Reputation: 89
I have one dataframe, that contains my results and another dataframe, that contains e.g. only values. Now I want to add a new column to the first dataframe that has the data from the second dataframe. However, the second dataframe does not have a tidy format or the same rows as the first one. However, the position of the value I want to get from the second dataframe is given in two columns of the first dataframe.
library(tidyverse)
df1<-data.frame(Row_no=c(1,2,3,4, 1,2,3,4), Col_no=c(1,1,2,2,3,3,4,4), > Size=c(sample(200:300, 8)))
>df1
Row_no Col_no Size
1 1 1 226
2 2 1 208
3 3 2 297
4 4 2 211
5 1 3 209
6 2 3 296
7 3 4 273
8 4 4 261
df2=cbind(rnorm(8), rnorm(8), rnorm(8), rnorm(8), rnorm(8), rnorm(8), rnorm(8), rnorm(8))
> df2
[,1] [,2] [,3] [,4] [,5] [,6] [,7] [,8]
[1,] *1.4568994* -0.3324945 *-0.2885171* -0.79393545 -0.02439371 1.4216918 0.07288639 -0.2441228
[2,] *0.3648703* 0.7494033 *-0.9974556* -0.33820023 -0.30235757 1.5094486 -0.10982881 1.9349127
[3,] 0.5044991 *1.2208453* -0.8748034 *-0.86325341* 0.10462120 -0.3674390 -0.04107733 1.1815123
[4,] -1.2792906 *0.7408320* -0.2711479 *-0.07350530* -0.92132461 -0.7753123 0.99841815 1.5802167
[5,] -0.8801507 0.2580448 0.3099108 0.66716720 -0.01144132 -0.9353671 0.44608715 -0.6729589
[6,] 0.4809844 0.6349390 1.9900160 0.62358533 0.35075449 2.4124712 -1.45171943 0.4409148
[7,] -0.5146914 0.9115070 -0.3971806 -0.06477066 0.46028331 0.7067722 -0.44562194 1.9545829
[8,] -0.4299626 1.8211741 0.3272991 0.06177976 1.25383361 -0.7770162 -0.49841279 0.5098795
The desired result would be something like the following (I put asteriks around the values in df2, to show which I wanted):
Row_no Col_no Size Value
1 1 1 226 1.4568994
2 2 1 208 0.3648703
3 3 2 297 1.2208453
4 4 2 211 0.7408320
5 1 3 209 -0.2885171
6 2 3 296 -0.9974556
7 3 4 273 -0.86325341
8 4 4 261 -0.07350530
However, when I try to run the code
df1%>%
mutate(value=df2[Row_no, Col_no])
I get the error message,
`Fehler: Column `value` must be length 8 (the number of rows) or one, not 64
Which would be expected.
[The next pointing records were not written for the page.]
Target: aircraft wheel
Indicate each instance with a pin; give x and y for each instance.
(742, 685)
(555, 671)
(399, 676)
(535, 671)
However, when I try to index the columns themselves I get
df1%>%
mutate(value=df2[Row_no[1], Col_no[1]])
Row_no Col_no Size value
1 1 1 226 1.456899
2 2 1 208 1.456899
3 3 2 297 1.456899
4 4 2 211 1.456899
5 1 3 209 1.456899
6 2 3 296 1.456899
7 3 4 273 1.456899
8 4 4 261 1.456899
> df1%>%
+ mutate(value[1]=df2[Row_no[1], Col_no[1]])
Error: Unexpected '=' in:
"df1%>%
mutate(value[1]="
So how would I get my desired result? I would prefer to have a tidy solution. Also, the given example is just a minimum reproducible example, my real files are really large, that's why I need a clear solution... Thanks!
Upvotes: 0
Views: 720
Reputation: 1258
Using purrr::pmap:
df1$Value <- unlist(pmap(list(df1$Row_no, df1$Col_no, list(df2)), ~ ..3[..1,..2]))
and with piping:
df1 %>%
mutate(Value = pmap(list(Row_no, Col_no, list(df2)), ~ ..3[..1,..2]))
Upvotes: 1
Reputation: 89
Thanks to @Yuriy Barvinchenko, I was able to figure out a solution:
df1%>%
mutate(value=df2[cbind(Row_no, Col_no)])
> df1%>%
+ mutate(value=df2[cbind(Row_no, Col_no)])
Row_no Col_no Size value
1 1 1 226 1.4568994
2 2 1 208 0.3648703
3 3 2 297 1.2208453
4 4 2 211 0.7408320
5 1 3 209 -0.2885171
6 2 3 296 -0.9974556
7 3 4 273 -0.8632534
8 4 4 261 -0.0735053
The important part was the cbind() in the indexing brackets.
Upvotes: 3
Reputation: 173793
The problem is that when you try mutate(value=df2[Row_no, Col_no])
, you are actually generating a square matrix of length(Row_no) * length(Col_no)
elements, equivalent to df2[df1$Col_no, df1$Row_no]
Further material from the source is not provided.